En el plano de los commodities, el cobre mostró un repunte intradía de 0,55%, ubicándose en torno a US$4,97 la libra, aunque continúa operando dentro de un marco de debilidad asociado a señales de menor demanda desde China y a un sentimiento global más conservador. La persistente incertidumbre sobre la actividad industrial asiática y la moderación en las compras de cobre mantienen presión sobre el peso chileno.
A nivel internacional, el Dollar Index (DXY) se mantuvo estable con un leve avance de 0,08%, alcanzando 99,94, su nivel más alto desde mediados de mayo y perfilándose para cerrar la semana con una ganancia cercana al 1%, la primera en tres semanas. La jornada estuvo marcada por un renovado “risk-off” global, gatillado por caídas en acciones tecnológicas vinculadas a inteligencia artificial y en criptomonedas, lo que impulsó flujos hacia activos más seguros, entre ellos el dólar.

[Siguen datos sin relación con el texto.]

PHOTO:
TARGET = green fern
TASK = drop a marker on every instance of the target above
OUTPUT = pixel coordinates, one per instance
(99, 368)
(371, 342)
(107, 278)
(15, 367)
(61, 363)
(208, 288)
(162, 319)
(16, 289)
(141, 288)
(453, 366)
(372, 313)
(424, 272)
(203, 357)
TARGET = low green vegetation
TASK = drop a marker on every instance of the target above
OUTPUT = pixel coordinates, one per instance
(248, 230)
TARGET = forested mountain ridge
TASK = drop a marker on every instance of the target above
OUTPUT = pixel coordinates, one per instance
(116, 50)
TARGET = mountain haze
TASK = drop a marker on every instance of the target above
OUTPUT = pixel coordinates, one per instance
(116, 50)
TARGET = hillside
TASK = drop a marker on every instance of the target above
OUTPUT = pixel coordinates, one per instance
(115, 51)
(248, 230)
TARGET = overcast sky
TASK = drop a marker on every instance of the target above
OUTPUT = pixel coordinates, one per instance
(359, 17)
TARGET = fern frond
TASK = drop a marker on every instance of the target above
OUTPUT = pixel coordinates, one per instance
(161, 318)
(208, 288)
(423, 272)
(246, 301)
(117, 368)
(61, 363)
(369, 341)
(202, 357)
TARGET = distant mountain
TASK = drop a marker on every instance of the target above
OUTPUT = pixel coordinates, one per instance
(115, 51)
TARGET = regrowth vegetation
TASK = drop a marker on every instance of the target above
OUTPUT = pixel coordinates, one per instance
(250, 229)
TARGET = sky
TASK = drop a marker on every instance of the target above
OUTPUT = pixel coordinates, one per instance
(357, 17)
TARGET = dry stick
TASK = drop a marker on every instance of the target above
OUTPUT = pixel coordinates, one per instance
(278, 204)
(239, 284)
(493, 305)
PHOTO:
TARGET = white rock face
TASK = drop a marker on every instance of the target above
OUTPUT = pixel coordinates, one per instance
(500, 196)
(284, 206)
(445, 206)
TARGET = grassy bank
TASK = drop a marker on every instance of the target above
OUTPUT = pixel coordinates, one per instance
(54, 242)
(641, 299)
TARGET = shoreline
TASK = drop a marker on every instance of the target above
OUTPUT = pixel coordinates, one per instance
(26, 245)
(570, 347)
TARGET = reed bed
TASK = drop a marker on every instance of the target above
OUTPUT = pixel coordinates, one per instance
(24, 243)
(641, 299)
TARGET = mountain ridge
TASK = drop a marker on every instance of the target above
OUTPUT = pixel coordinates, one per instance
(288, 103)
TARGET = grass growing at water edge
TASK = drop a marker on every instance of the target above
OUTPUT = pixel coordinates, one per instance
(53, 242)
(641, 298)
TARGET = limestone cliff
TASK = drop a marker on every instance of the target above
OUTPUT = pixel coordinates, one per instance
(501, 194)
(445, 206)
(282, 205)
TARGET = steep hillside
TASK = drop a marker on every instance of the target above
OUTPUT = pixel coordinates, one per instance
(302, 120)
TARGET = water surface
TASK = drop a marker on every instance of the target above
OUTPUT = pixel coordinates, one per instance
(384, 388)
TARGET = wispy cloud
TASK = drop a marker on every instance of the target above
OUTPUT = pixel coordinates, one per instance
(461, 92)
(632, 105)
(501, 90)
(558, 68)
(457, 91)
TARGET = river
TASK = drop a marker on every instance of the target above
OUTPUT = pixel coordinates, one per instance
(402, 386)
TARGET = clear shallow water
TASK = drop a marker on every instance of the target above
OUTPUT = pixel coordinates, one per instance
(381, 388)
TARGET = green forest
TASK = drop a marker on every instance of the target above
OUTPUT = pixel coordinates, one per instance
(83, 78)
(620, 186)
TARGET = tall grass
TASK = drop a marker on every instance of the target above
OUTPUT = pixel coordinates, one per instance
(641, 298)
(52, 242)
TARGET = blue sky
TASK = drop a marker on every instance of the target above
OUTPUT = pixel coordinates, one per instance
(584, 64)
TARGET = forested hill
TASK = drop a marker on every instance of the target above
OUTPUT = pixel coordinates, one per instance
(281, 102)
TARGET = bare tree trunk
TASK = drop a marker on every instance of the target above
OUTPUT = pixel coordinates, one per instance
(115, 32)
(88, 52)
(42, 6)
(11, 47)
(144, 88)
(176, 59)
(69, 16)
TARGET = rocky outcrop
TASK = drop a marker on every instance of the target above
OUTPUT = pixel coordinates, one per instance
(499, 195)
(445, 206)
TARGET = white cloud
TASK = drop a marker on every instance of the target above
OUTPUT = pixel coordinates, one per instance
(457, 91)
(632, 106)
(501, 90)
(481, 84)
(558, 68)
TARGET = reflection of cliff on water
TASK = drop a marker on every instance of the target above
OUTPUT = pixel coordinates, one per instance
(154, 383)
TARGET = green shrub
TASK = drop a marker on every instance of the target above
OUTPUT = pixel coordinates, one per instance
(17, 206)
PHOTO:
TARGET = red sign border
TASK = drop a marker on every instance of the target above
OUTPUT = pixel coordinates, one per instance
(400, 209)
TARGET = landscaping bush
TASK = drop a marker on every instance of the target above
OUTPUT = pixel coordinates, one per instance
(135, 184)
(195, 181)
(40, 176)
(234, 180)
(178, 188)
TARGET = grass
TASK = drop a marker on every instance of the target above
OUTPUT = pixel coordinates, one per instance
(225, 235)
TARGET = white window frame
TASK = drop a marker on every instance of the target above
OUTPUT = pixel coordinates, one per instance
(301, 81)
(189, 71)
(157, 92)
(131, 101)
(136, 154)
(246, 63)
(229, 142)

Asimismo, los mercados procesaron comentarios del presidente de la Fed de Nueva York, John Williams, quien señaló que la Reserva Federal podría tener margen para comenzar a recortar tasas pronto, en la medida que el mercado laboral siga perdiendo fuerza. Esto elevó la probabilidad de un recorte en diciembre hasta cerca del 71%, frente a menos del 30% a inicios de semana. Sin embargo, en el corto plazo, el dólar mantiene fortaleza relativa gracias a la búsqueda global de refugio y a movimientos cruzados frente a otras divisas: se fortaleció frente al euro y al franco suizo, aunque retrocedió ante el yen debido a nuevas advertencias de las autoridades japonesas.
En conjunto, la caída del apetito por riesgo a nivel global, la volatilidad en los mercados financieros y la debilidad del contexto para las materias primas explican la fuerte subida del tipo de cambio en Chile. La combinación de un dólar internacional firme, un cobre todavía vulnerable y un sesgo defensivo en los mercados contribuyó a que el billete verde local cerrara con su mayor avance diario reciente.